The Last One

Snow falling in clumps like wet Kleenex, ground slushy and puddled, chimney across the way pumping out smoke. Kids finishing procrastinated homework, hanging with friends, gearing up in snow clothes for a ten minute play outside. Laundry humming along, hot chocolate steaming, a long run to work out the cobwebs. Dog covered in local dirt road mud, bounding at first, lolling at end.  A day home, holiday celebrating Presidents. A surprise egg, from our infamous Truffle Hen who defied a grisly fox-death and sacrificed a toe in her harrowing escape.

All bits of one day, moments held briefly and so easily forgotten. Reminders of those gone by, rejoicing and grieving simultaneously at children growing and becoming, differentiating and leaving. Ten years like dust, when baby number three emerged, to join what seemed like two big kids then, recognized now as toddlers. How perspective shifts and bends, grace withheld for all I thought I should be doing, rather than just getting through some days, with coffee and Diet Coke as my only joys. I hear folks say, “Don’t survive, thrive”. I want to wring their necks and have them sit in my then-home with three baby-toddlers and make them write it out longhand thousands of times on the slate of my sanity.

Boy now, gangly, sinewy, lanky and lean. This ten year old body, on the cusp of separation, still allowing tender moments between mother and son. Hair shaved, eyes and ears too big for face, pants at ankles, instead of nicely folding over the shoe. Child with his fair share of suffering, for a privileged white middle class upbringing. Great heart and head for understanding and mercy, compassion and reflection. Is this learned? Maybe, but feels more like instinct, a soul discontent early from being unable to spell out his burden wreaking havoc inside.

This Last One, seeing him across the room, wondering, “Is that really my kid?” The changes all of a sudden ganging up on this mother, not wishing it any different, but taking pause, taking notice. A mother’s heart has to defy all logic, all fear, all slashes that come from carelessness. These children, take my naked and vulnerable heart, with no understanding for the pain leveled when they hurt or hurt others. This ache is felt constantly, ebbing and flowing with circumstantial life, conjoined with relief for the freedom. Oh! to no longer be the parent of baby-toddlers! Yes, they are becoming, this is the natural order of things, but never chosen with ease. Mothers across the globe, spanning all time and space have fought and lost the battle of keeping our children small and held tight, with very good reason.

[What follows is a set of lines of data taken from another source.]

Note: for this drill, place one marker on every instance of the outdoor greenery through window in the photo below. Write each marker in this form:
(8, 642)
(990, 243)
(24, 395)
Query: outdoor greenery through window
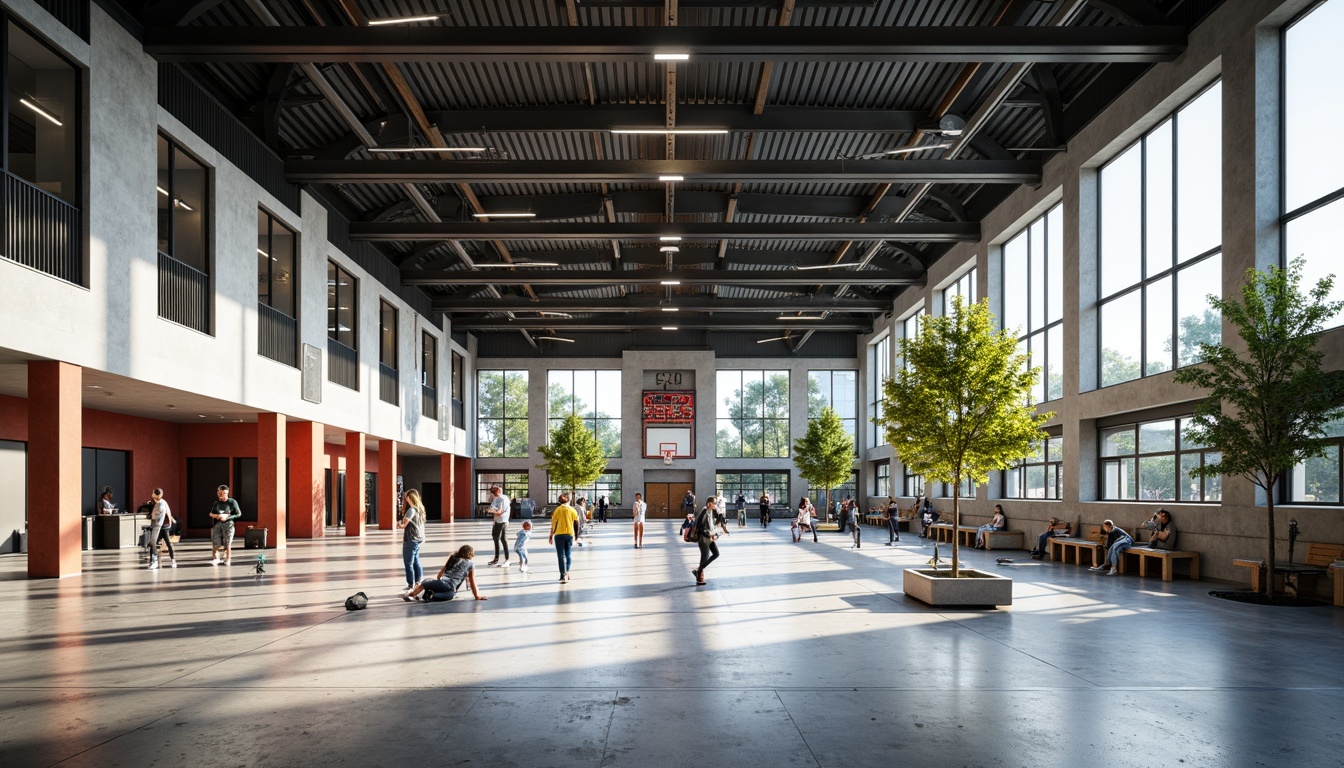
(1313, 170)
(1317, 480)
(1034, 299)
(606, 486)
(753, 414)
(592, 396)
(1038, 475)
(501, 414)
(840, 392)
(1151, 462)
(1160, 245)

My greatest mothering work is to relinquish, to allow the emotion and feeling to wash over, to settle in, to release, once processed, into the abyss of the collective grief and feeling of all mothers.  There are probably enough tears to power entire countries with this weight…of longing, hope, relief. Tears of pain and joy, equal, salty, flowing, some waiting for redemption, for forgiveness, others redeemed and forgiven.

My beautiful boy, high pitched screams and shrieks, just three years from deepening. My beautiful boy, my youngest child, sealing the door just behind him on this parenting gigue that has been both beautiful and obnoxious. I hear often, “Once a parent, always a parent…the fear and concern never leave”. I don’t like it. I’d rather they say that all my hard work will pay off, all misunderstanding will cease and none of them will do stupid, damaging things. An impossibility, I know.

Lazy home days, taking notice, remembering, forgetting, appreciating the mundanity, the divine in the smallest and most insignificant of moments. This holy work of parenting, mothering, is not for the weary or faint of heart. Let us all give grace freely, recognizing none of us has a corner on this crazy market of letting go. Let us mothers notice one another and cling tight for these days are short. Our children will leave, some peaceful and some in fits and tantrums. Hopefully, they will return as friends, people with whom we may grow, generously and respectfully. People who challenge, teach and question us while providing for their own young families, repeating the wonderful, necessary cycle of raising up and letting go, honoring and learning the truths that come from this holy, messy, beautiful work.